Her mother jerked as if struck, then paled, and immediately Diana’s anger disappeared, replaced by deep remorse. “Oh, Mama, I am sorry! So sorry. I didn’t mean—please forgive me.” She turned away, covering her face with her hands in shame. “I have been so—I don’t know! I had felt so safe when Uncle Charles—when he was with us, and I never had to think of anything, just riding and driving carriages, reading, music, and doing as I wished. But now—I cannot feel comfortable being so obliged to Lord Brisbane.” She felt her mother’s arm come around her in a hug and looked up to see her smile.

“Oh, my dear girl. I understand how difficult it can be to feel so—I felt that way when your uncle first came for us. That is why I continue to keep house as I did when your uncle was alive.
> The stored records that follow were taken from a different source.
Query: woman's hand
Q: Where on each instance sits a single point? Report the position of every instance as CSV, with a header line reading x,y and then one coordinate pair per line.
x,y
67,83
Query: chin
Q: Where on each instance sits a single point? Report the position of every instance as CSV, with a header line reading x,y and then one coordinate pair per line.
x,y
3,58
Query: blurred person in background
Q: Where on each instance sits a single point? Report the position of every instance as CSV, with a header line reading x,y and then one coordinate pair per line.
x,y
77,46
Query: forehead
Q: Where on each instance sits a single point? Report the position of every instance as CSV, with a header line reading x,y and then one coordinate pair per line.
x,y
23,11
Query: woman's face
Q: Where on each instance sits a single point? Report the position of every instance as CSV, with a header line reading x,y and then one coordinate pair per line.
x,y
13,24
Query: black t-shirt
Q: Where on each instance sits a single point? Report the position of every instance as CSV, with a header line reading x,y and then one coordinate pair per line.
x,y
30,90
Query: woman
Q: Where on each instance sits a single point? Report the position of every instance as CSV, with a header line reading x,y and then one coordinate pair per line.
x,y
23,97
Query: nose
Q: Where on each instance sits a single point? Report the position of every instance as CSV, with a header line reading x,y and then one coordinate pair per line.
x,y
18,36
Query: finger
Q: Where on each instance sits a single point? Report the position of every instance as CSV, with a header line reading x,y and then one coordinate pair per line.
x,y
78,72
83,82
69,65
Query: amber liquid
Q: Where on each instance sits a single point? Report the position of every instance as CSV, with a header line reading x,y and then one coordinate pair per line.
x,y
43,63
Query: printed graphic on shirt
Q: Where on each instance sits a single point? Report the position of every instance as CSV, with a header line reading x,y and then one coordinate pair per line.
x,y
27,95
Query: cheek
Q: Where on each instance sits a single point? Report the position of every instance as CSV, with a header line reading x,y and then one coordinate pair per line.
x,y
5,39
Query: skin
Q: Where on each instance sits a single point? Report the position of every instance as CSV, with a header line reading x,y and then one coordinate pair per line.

Lord Brisbane—Gavin—is a kind, generous man, and we should be thankful. And do you not still oversee the stables? I do not think Gavin has said you should not, and in fact has left it all to you to manage, especially now that McKinney is missing. I believe Gavin must rate your judgment and abilities quite high in these matters, do you not think?”
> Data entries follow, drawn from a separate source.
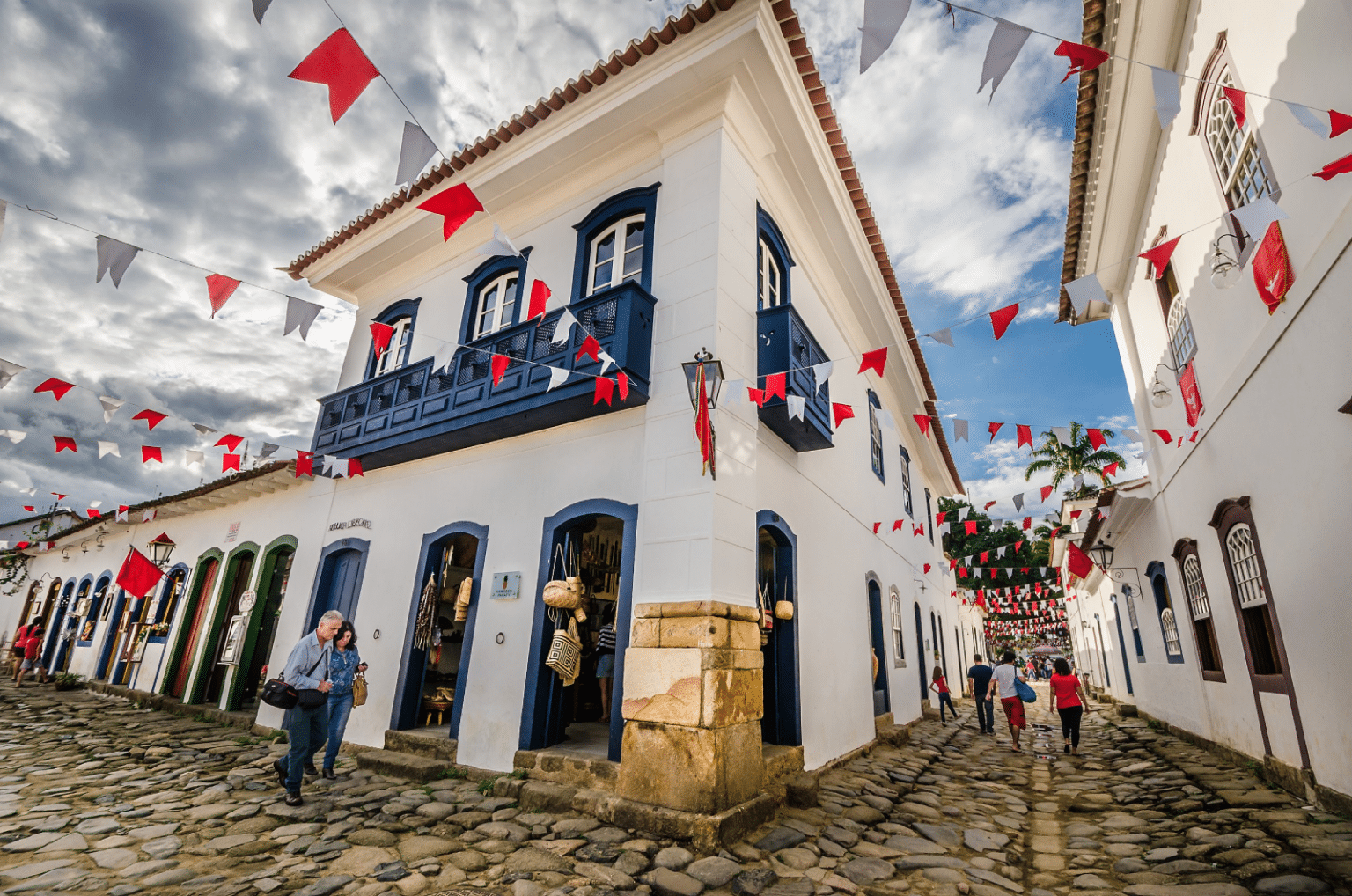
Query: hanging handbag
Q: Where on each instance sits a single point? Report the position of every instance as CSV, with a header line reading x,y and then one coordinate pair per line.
x,y
276,692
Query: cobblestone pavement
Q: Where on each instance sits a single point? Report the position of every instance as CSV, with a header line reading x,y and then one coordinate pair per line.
x,y
98,795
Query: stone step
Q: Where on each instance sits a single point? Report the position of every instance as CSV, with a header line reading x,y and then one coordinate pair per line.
x,y
403,765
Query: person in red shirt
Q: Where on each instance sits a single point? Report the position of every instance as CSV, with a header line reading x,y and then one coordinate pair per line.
x,y
33,657
1069,701
940,686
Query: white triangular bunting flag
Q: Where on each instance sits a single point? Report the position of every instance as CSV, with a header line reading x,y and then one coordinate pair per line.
x,y
1006,40
821,373
1168,99
562,327
114,259
414,153
110,407
300,313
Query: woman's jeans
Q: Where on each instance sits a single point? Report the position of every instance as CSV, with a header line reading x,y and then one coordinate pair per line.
x,y
340,707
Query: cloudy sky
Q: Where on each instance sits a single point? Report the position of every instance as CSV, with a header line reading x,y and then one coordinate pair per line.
x,y
172,125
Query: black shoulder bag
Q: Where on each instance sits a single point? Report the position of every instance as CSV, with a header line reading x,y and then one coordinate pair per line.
x,y
276,692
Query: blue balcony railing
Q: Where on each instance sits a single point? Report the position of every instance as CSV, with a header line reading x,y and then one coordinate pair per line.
x,y
786,343
414,413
Diana gazed at her mother and realized she was quite right. Lord Brisbane had said nothing to countermand any of her orders to the grooms and neither had he asked her to discontinue her uncle’s projects in the stables. Diana had gone on as she had before her uncle had died, supervising the building of an addition to the stables, and the breeding of cattle. She had thrown herself into the work, wanting, somehow, to keep her uncle alive in this way, not even thinking of how unusual it might be for her to supervise it.

“I . . . I suppose you are right,” Diana said slowly. She gave a reluctant smile. “Either that, or he knows how stubborn I can be and is afraid of getting in my way.”

Her mother laughed. “Perhaps so, and if so, think how wise a man he must be to know it.” She touched Diana’s cheek fondly. “Surely it could not hurt to please such a man in this one thing?”

Diana thought of how unusual Lord Brisbane was, and nodded. He was infuriating sometimes, frustrating, and annoyingly closemouthed about himself, but nothing she had done so far shocked him, or so he said. He had only agreed with her, laughed, or kissed—Diana stopped the thought, and grew conscious of her dress again.

She drew in a breath and let it out. “You are right, Mama. There is no need for me to be missish.” Indeed, she would pretend she was dressed as usual, perhaps in her riding dress. She never felt anxious or exposed in her riding habit, but in control of herself and of everything around her. Clothes were just that—clothes. No more, no less. There was no reason why she should feel any different in this gown than in anything else.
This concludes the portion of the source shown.